In these French salons, Enlightenment thinkers like Voltaire, Diderot, and Rousseau met and expounded on some of their thoughts on the “rights of man”-- the idea that all people, regardless of social class, have certain natural rights. Some of this talk naturally spilled over into discussions about the rights and roles of women. Here, the thinkers of the Enlightenment differed among themselves. Voltaire denounced the injustice of women’s lot; Diderot agreed that the ideas of women’s inferiority were largely created by society. But Jean Jacques Rousseau disagreed:

The “true calling” of women, Rousseau said is “To please, to be useful to us, to make us love and esteem them, to educate us when young, and to take care of us when grown up, to advise, to console us, to render our lives easy and agreeable: these are the duties of women at all times...”

But for an increasing number of women, rendering the lives of men “easy and agreeable” just wasn’t enough. Writing at a makeshift desk in a London attic in 1791, a young woman named Mary Wollenstonecraft knew that a new dawn was about to break:

“Contending for the rights of women,” she wrote, “my main argument is built on a simple principle, that is, if she is not prepared by education to become the companion of man, she will stop the progress of knowledge and virtue, for truth must be common to all.

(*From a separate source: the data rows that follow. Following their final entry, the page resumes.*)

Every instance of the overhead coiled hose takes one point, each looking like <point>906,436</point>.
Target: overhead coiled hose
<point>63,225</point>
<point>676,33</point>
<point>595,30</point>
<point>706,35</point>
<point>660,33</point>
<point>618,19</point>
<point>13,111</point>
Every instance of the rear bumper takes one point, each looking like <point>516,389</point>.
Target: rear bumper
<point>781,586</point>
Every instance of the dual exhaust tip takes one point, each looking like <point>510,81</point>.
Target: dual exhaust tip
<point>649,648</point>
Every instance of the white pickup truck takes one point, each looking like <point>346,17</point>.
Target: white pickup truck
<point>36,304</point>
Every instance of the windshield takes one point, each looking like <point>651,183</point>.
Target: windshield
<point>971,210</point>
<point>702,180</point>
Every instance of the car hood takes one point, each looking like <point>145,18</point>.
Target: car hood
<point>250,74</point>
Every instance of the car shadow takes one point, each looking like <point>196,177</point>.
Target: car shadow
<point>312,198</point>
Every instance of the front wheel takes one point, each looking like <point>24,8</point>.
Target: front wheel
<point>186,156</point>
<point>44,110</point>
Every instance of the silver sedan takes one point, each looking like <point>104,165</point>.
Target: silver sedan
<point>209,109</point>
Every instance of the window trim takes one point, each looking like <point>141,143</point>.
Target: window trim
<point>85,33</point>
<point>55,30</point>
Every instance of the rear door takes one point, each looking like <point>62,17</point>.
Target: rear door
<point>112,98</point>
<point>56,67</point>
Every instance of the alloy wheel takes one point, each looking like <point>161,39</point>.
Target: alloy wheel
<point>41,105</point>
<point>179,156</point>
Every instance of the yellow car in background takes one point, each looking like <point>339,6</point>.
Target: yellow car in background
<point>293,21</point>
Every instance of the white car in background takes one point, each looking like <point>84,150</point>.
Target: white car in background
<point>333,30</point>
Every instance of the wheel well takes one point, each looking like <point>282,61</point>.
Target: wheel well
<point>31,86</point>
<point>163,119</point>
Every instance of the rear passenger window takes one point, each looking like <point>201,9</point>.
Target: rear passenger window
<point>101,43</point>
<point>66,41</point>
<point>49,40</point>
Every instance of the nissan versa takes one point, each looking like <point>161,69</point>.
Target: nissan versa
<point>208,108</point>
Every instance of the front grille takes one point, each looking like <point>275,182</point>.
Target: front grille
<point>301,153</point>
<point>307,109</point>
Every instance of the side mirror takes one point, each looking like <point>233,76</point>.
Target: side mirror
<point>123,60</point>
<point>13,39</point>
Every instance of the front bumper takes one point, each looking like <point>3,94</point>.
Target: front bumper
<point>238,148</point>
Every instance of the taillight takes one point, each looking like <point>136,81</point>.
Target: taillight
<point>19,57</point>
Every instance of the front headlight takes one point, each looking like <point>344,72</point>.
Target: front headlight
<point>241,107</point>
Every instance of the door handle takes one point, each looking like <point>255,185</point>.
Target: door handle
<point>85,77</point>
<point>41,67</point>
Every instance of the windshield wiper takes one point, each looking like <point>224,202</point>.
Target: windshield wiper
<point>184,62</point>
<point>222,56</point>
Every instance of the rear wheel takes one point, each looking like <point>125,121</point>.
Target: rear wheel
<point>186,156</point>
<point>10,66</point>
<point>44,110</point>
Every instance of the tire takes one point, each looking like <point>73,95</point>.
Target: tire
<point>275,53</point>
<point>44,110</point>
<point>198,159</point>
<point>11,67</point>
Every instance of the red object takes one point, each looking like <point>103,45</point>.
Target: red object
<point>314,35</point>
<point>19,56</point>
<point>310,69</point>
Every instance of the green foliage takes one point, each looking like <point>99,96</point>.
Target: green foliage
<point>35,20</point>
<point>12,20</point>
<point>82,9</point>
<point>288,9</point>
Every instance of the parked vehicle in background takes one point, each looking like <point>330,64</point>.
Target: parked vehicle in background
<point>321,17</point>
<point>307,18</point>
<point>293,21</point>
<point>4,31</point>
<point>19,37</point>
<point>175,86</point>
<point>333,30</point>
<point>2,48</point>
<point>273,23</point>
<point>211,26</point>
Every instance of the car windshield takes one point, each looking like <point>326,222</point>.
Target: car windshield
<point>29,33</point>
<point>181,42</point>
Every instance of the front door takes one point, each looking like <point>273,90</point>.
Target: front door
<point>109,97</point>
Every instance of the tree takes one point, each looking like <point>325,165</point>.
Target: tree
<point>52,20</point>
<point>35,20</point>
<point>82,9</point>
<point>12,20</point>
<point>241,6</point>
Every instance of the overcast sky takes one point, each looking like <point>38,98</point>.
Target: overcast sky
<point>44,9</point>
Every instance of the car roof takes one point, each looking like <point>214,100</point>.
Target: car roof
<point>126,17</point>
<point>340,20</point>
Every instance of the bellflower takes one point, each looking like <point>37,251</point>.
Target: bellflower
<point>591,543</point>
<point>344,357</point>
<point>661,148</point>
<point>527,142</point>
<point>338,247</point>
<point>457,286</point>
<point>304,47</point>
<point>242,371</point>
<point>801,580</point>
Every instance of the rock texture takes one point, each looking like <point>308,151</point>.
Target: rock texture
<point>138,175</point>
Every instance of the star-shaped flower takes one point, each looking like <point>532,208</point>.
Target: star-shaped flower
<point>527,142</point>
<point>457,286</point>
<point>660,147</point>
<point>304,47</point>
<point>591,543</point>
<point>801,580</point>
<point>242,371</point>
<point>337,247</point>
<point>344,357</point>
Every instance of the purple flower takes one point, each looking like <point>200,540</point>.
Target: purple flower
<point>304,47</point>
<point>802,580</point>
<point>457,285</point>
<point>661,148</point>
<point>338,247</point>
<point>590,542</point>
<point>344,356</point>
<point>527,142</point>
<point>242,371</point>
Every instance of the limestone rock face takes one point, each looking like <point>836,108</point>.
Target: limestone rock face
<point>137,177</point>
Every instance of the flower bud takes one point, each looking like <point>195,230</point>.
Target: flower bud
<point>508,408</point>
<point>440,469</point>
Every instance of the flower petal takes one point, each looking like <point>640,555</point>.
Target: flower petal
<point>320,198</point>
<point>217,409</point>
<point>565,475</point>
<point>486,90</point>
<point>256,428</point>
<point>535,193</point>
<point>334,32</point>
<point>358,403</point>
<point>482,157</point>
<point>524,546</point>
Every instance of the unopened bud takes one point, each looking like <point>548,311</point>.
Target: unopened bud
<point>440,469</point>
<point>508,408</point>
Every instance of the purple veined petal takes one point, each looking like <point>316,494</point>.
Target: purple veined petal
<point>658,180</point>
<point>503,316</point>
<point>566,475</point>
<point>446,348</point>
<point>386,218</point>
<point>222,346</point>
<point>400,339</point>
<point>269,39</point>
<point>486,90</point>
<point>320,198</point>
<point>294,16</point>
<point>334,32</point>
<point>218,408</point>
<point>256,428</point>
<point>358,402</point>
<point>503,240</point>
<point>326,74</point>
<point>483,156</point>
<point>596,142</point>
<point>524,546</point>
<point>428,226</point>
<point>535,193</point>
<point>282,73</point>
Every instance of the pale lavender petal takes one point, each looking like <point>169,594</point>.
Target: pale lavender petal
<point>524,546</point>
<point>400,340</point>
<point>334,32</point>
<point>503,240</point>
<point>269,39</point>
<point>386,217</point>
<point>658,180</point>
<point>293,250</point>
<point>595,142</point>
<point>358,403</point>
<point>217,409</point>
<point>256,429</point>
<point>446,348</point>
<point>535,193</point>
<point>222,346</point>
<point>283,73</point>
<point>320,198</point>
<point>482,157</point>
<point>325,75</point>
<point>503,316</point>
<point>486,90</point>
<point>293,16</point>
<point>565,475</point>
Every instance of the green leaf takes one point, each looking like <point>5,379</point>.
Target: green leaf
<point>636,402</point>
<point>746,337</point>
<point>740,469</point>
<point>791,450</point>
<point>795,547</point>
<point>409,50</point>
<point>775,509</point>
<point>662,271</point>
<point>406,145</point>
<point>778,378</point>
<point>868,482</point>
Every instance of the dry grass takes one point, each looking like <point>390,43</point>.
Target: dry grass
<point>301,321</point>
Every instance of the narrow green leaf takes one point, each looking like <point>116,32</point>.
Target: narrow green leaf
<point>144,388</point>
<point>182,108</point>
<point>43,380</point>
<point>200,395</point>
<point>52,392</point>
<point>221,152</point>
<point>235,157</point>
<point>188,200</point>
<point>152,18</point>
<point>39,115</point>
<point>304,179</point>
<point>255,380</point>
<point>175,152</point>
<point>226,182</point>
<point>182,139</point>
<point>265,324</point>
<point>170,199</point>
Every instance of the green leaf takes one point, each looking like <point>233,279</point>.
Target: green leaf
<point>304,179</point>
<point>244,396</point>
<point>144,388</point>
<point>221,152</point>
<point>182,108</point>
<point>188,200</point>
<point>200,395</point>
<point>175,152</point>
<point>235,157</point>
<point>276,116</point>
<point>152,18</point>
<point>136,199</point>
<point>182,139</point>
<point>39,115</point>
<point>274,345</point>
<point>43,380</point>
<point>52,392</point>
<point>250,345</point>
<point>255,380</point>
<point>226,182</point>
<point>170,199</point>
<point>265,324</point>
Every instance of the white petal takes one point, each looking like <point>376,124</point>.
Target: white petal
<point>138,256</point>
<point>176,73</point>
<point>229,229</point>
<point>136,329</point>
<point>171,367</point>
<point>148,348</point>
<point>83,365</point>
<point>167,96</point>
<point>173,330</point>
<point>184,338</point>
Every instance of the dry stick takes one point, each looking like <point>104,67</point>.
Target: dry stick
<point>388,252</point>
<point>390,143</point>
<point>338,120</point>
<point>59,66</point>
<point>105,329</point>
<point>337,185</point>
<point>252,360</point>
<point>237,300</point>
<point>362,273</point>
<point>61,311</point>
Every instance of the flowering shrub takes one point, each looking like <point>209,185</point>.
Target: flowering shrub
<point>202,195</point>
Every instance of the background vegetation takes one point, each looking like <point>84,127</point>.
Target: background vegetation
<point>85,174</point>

It is perhaps fair to say that Wollenstonescraft’s essay, “Vindication of the Rights of Women” laid the foundation for the modern women’s rights movement. The revolutions of 1776 (in the American colonies) and of 1789 (in France) shook the foundations of the Old Order throughout Europe. For if all “men” were “created equal”-- as both revolutions declared-- then might women be the equals of men, as well?

“Remember the ladies”, Abigail Adams declared. Not just as a flip comment from a solicitous wife-- but as prophetic words from a wise woman who knew that a new age was dawning.

A wise woman who knew that to re-member means to re-join with something, to become one with something. When we re-member the past, we unite with it, and we know its power dwelling within us. To re-member can also mean to join together again that which is broken, to heal that which needs mending.

When we re-member the proud history of the women who have nurtured and built and brought to birth the world we have inherited, we take an important step toward healing the pain of the past.

When we remember, we learn the lessons of the past, and join together in building a future in which (as Judy Chicago says) “all that has divided us will merge”.

And if it will not be Eden again (for I don’t think it’s possible for us human ones to build an Eden), it can be, at least a time and place where “compassion will be wedded to power... and all will be strong... and all will live in harmony with each other and the earth...”

And a time and place where all voices will be heard... and all people honored for who they are... and where none will be burned at the stake for being different...

Out of history we have come. Out of a shared human history, women and men together. A history filled with anger. But also a history radiant with hope and courage, and the power of woman and men of goodwill and sacrificial spirit to change the world. A history abundant with so many brilliant forebears-- forefathers, and foremothers, too-- whom we need more than anything to re-member-- so many brilliant forebears “touching our thoughts, touching our lives, like a deep-flowing stream.”